The following is an illustration of the company's mergers, acquisitions, corporate spin-offs and historical predecessors:
Alexion develops drugs to treat rare diseases. Pharmaceutical companies that produce drugs to treat rare diseases that afflict fewer than 10,000 people can charge very high prices for these drugs. They must also spread the cost of research and development over fewer patients since the drugs are not widely used. Health insurance companies have generally been willing to pay the high prices for such drugs since the need for these drugs is very rare.
Alexion's first drug, Soliris (Eculizumab), launched in 2007, used to treat atypical hemolytic uremic syndrome (aHUS) and paroxysmal nocturnal hemoglobinuria (PNH). It has been approved for use in Canada, the European Union, Japan, and the United States; however, availability in Canada is limited and is mostly through private clinics.
In September 2011, the FDA approved the use of Soliris as a treatment for atypical hemolytic-uremic syndrome in both adults and children. More than half of people with aHUS die due to damage to vital organs/organ failure, usually involving the kidneys, caused by uncontrolled complement activation.
In October 2017, the FDA approved the use of Soliris to treat adult patients with generalized myasthenia gravis (gMG). In November 2017, the company received a patent for Soliris from the Japan Patent Office.

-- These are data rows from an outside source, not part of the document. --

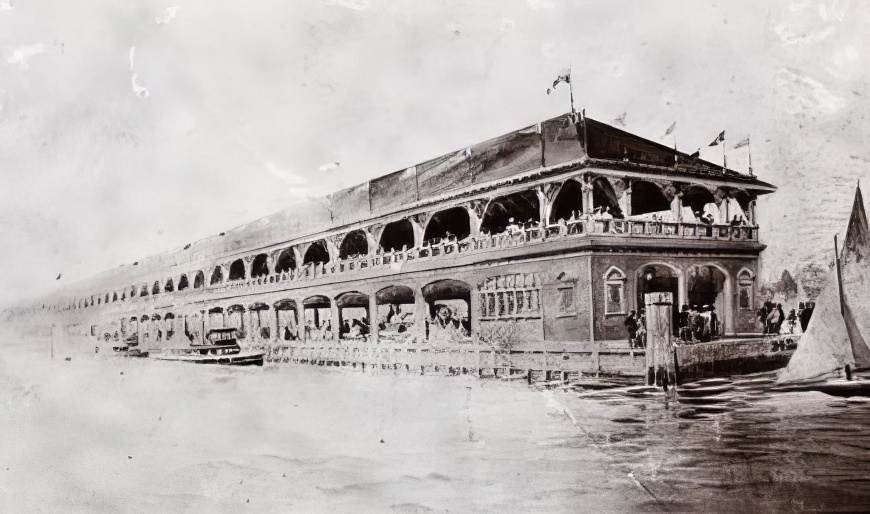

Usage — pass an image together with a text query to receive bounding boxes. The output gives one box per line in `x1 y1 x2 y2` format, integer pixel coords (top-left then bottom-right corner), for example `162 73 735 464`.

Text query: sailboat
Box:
777 184 870 396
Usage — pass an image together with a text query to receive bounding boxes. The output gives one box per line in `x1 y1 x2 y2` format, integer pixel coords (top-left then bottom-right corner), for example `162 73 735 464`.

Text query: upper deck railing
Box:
213 219 758 289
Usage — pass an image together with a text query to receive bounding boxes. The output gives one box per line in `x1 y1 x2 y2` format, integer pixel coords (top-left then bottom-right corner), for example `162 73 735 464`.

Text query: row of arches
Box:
121 279 472 344
69 176 752 308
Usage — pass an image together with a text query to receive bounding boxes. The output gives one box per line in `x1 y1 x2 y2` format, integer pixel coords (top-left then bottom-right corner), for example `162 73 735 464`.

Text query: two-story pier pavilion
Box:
19 115 775 374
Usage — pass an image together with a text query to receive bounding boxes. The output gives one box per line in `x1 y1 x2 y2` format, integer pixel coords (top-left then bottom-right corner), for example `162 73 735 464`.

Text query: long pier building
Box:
15 114 775 375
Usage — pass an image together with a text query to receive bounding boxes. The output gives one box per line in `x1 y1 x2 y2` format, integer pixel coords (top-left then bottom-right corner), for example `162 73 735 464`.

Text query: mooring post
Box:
644 293 676 390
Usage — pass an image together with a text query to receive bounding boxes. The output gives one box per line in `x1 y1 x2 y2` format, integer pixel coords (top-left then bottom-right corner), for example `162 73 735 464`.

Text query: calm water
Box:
563 374 870 512
0 336 870 513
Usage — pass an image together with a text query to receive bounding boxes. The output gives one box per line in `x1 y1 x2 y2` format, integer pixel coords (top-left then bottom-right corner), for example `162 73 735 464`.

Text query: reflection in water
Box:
568 374 870 511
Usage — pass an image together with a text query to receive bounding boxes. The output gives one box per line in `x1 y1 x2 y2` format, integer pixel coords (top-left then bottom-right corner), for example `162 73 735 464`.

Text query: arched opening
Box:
210 266 224 289
163 312 176 341
631 180 671 216
302 295 334 341
338 230 369 259
686 265 728 341
226 304 248 339
422 279 471 342
275 299 300 341
480 191 541 234
423 207 471 241
635 264 682 333
275 248 296 273
375 286 418 343
230 259 245 280
549 180 583 223
251 253 269 278
302 239 329 266
380 220 414 252
592 177 634 219
248 302 272 341
683 186 719 222
335 291 371 340
203 307 224 328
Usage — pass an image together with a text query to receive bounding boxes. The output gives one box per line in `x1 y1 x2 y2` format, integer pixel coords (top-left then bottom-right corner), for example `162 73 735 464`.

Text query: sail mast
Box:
834 234 846 316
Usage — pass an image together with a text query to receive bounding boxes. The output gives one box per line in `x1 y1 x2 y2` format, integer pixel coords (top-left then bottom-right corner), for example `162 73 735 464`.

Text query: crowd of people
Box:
756 301 816 335
677 304 721 343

With a list price of over $470,000 per year, Soliris is one of the most expensive drugs worldwide. Alexion hires public relations firms to help people institute campaigns to pressure their governments to pay for the drug, which very few individuals can afford. Much of the research for the development of Soliris originates from publicly funded universities. There is an ethical question as to the pricing of the drug and the ethics of the drug manufacturer.
In April and May 2013, a controversy arose in Belgium when the media revealed that the government had refused to pay for a seven-year-old boy's treatment because Soliris was too expensive. The boy's medicine cost €9,000 every two weeks. A public relations agency working for Alexion had been reportedly looking for such a story and helped the boy's parents communicate their story to the press to pressure governments to reimburse the cost of the drug. Several politicians stated that the company was attempting to 'blackmail' the government, charges which Alexion denied. By May 7, 2013, an agreement had been reached for the government to reimburse the cost of the medicine beginning in July 2013.
Kanuma, which Alexion acquired via its acquisition of Synageva, was approved in 2015 to treat lysosomal acid lipase deficiency, a fatal genetic disorder that cause fatty material to build up in blood vessel walls, the liver, and other tissues.